Kerusakan-kerusakan berarti memang tidak terlihat, kecuali
gedung PN Garam yang satu bagian bangunannya sebelah atas
ambrol. Selebihnya, seperti gedung Stasiun TVRI Manado, gedung
Telekom, beberapa bagian dindingnya retak. Tapi kepanikan warga
kota tampaknya lebih hebat dibanding guncangan yang terasa.
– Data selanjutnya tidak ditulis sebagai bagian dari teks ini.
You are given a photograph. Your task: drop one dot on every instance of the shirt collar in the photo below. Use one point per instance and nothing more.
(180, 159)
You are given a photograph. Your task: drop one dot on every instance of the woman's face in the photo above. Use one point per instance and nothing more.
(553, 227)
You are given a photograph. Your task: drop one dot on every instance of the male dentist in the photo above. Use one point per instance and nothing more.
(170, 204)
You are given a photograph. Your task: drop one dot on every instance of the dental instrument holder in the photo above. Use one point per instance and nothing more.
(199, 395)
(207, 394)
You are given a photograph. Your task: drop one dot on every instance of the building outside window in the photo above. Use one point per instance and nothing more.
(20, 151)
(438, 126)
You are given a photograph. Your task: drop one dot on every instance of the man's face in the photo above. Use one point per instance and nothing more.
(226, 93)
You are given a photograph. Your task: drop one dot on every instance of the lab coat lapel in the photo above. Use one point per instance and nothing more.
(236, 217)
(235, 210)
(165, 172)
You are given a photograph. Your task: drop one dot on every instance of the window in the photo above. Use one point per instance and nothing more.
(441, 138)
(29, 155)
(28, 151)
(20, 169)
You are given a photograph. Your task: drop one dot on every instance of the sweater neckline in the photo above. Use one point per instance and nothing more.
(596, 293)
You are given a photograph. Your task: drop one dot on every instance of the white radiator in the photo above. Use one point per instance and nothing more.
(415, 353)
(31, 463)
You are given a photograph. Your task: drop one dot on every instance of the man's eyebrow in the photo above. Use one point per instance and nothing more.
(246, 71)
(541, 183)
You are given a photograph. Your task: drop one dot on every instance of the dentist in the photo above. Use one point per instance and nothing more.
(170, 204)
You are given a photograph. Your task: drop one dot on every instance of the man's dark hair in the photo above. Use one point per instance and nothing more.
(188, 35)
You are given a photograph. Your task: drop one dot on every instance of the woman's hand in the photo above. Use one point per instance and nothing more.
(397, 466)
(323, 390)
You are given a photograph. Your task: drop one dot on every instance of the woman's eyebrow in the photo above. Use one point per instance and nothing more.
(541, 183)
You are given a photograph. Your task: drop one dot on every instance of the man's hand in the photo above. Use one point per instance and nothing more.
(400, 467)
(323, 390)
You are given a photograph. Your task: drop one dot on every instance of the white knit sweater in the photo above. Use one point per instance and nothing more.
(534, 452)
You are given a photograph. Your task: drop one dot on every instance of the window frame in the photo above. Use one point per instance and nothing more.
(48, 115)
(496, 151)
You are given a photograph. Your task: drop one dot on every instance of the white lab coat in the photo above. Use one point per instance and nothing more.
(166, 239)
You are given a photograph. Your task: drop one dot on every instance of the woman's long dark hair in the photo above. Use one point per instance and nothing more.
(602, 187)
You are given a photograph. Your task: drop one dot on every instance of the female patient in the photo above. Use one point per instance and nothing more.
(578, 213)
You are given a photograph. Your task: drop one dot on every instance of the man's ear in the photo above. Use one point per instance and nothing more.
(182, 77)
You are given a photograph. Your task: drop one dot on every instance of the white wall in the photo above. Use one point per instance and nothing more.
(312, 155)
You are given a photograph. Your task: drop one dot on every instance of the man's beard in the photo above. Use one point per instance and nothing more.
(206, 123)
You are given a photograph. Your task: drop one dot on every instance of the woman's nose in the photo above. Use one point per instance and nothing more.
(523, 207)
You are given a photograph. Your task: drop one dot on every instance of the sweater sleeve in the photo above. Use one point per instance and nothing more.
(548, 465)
Lebih-lebih ketika dua hari sejak gempa berlangsung tersebar
kabar angin bahwa 1 hingga 10 Maret gempa dahsyat akan
menyerang. Bersamaan dengan itu gelombang pasang air laut
setinggi 15 meter akan menenggelamkan kota yang terletak di tepi
Laut Sulawesi itu.
Desas-desus tadi dibumbui pula bahwa penduduk Kampung Arab di
tepi Sungai Tondano sudah mengungsi ke gunung untuk menghindari
gelombang pasang. Mendengar ini tentu saja penduduk Kota Manado
dengan tergopoh-gopoh tumpah mengungsi ke luar kota. Dalam waktu
satu hari menjelang 1 Maret itu kendaraan umum maupun pribadi
sarat muatan pengungsi meninggalkan Manado ke pedalaman, bahkan
ada yang sampai ke Doloduo, nun di wilayah Kabupaten Bolaang
Mongondow. Manado sepi. Tapi setelah lewat 10 Maret tak terjadi
apa-apa, para pengungsi kembali ke rumah masing-masing.
Nyonya Trees
Namun kecemasan belum reda. Guncangan-guncangan gempa masih
terasa. Untuk mengurangi ketegangan, berbagai cara dilakukan
penduduk. Ada yang lebih betah berjalan-jalan sambil menghindari
bangunan-bangunan yang diperkirakan mudah roboh. Tapi di
rumah-rumah juga tak sedikit ibu-ibu rumah tangga mengajak
tetangganya menghilangkan rasa takut dengan bermain kartu atau
mengobrol kosong. Seperti dilakukan Nyonya Trees Pusung bersama
tetangga-tetangganya di sebuah kampung yang terletak di barat
kota. Sedang mereka asyik saling lempar kartu, tiba-tiba bumi
terguncang. Semua pemain menghambur ke luar rumah. Tapi Nyonya
Trees tetap bertahan di tempat duduknya. Namun ketika gempa
berhenti dan teman-temannya kembali hendak melanjutkan
permainan, Nyonya Trees didapati sedang pingsan dengan kartu
tetap di tangan.
Yang dialami seorang penjual es krim di Jalan Sam Ratulangi lain
lagi. Beberapa orang anak sekolah sedang asyik menikmati
dagangannya ketika gempa datang. Anak-anak berhamburan lari,
sekaligus menghindari pembayaran es krim yang mereka makan. Tapi
penjual es itu tiba-tiba pula lari tunggang-langgang bersama
gerobaknya. "Ibu yang membeli es krim saya tadi pingsan,"
tuturnya tergagap-gagap, "saya tak mau bertanggungjawab, nanti
dikira dia pingsan karena minum es krim saya."